Quasimodo siguió de rodillas, humilló la cabeza y juntó las manos en ademán de súplica. Luego se entabló entre ambos un extraño diálogo de gestos y de signos porque ninguno de los dos hablaba. El clérigo, de pie, irritado, con gesto amenazador a imperativo y Quasimodo prosternado humillado y suplicante, cuando la verdad es que, con un solo dedo, podría haber aplastado al clérigo.

Finalmente el archidiácono sacudió con violencia los hombros de Quasimodo y le hizo una seña para que se levantara y éste se levantó.

Entonces la cofradía de los locos, repuestos ya de esos momentos de estupor, quiso defender a su papa, tan bruscamente destronado. Los egipcios, los hampones y los curiales se acercaron vociferando en torno al clérigo.

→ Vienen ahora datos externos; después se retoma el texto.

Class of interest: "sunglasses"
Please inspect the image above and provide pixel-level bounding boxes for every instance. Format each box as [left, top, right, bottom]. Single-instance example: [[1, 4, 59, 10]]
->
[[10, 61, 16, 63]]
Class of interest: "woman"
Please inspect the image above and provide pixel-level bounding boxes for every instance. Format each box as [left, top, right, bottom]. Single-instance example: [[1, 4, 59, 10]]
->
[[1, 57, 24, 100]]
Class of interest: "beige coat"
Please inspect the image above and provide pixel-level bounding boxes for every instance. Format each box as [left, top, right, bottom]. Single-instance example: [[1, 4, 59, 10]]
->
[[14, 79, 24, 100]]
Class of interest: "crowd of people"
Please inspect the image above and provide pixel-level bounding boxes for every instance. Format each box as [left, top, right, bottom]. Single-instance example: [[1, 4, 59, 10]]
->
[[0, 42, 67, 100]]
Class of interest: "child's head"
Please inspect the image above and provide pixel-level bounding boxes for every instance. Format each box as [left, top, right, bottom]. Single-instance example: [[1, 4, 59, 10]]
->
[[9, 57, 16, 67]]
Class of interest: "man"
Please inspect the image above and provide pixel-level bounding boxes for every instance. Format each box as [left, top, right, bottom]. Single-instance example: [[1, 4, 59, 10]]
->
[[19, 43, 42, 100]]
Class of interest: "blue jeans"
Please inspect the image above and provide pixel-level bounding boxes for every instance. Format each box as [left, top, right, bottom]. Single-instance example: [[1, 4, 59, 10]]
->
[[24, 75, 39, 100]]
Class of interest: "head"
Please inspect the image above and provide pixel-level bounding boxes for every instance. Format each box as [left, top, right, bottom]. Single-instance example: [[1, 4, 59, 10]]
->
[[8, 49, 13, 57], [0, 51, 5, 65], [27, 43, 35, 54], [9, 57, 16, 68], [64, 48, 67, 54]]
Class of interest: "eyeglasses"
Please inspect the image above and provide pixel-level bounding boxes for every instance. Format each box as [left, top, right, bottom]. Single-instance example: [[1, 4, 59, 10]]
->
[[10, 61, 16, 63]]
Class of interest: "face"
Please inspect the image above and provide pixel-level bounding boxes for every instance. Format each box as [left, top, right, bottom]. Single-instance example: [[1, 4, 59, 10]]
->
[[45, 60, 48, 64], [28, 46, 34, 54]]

Entonces Quasimodo se colocó ante él, protegiéndole, al mismo tiempo que enseñaba sus músculos y sus puños de atleta y, enfrentándose a los asaltantes, les mostró sus dientes, cual tigre enfurecido.

El clérigo recobró su sombría seriedad, hizo una seña a Quasimodo y se retiró, silencioso, precedido del gigantón que iba apartando a la gente a su paso.

Cuando llegaron al final de la plaza, después de atravesar la multitud, la nube de curiosos y de desocupados pretendió seguirlos; entonces Quasimodo se colocó detrás del archidiácono, mirando a la gente y marchaba de espaldas, corpulento, agresivo, monstruoso a hirsuto como él era; tensando sus músculos, pasándose la lengua por sus dientes de jabalí, gruñendo como una bestia salvaje y haciendo amago de abalanzarse sobre sus perseguidores con los gestos o con la mirada.

Desaparecieron los dos por una calleja estrecha y tenebrosa y nadie se arriesgó en su persecución, pues la nueva visión de Quasimodo rechinando los dientes daba la sensación de cerrar la entrada.

—¡Es algo increíble! —dijo Gringoire—, pero, ¿en dónde diablos encontraré algo para cenar?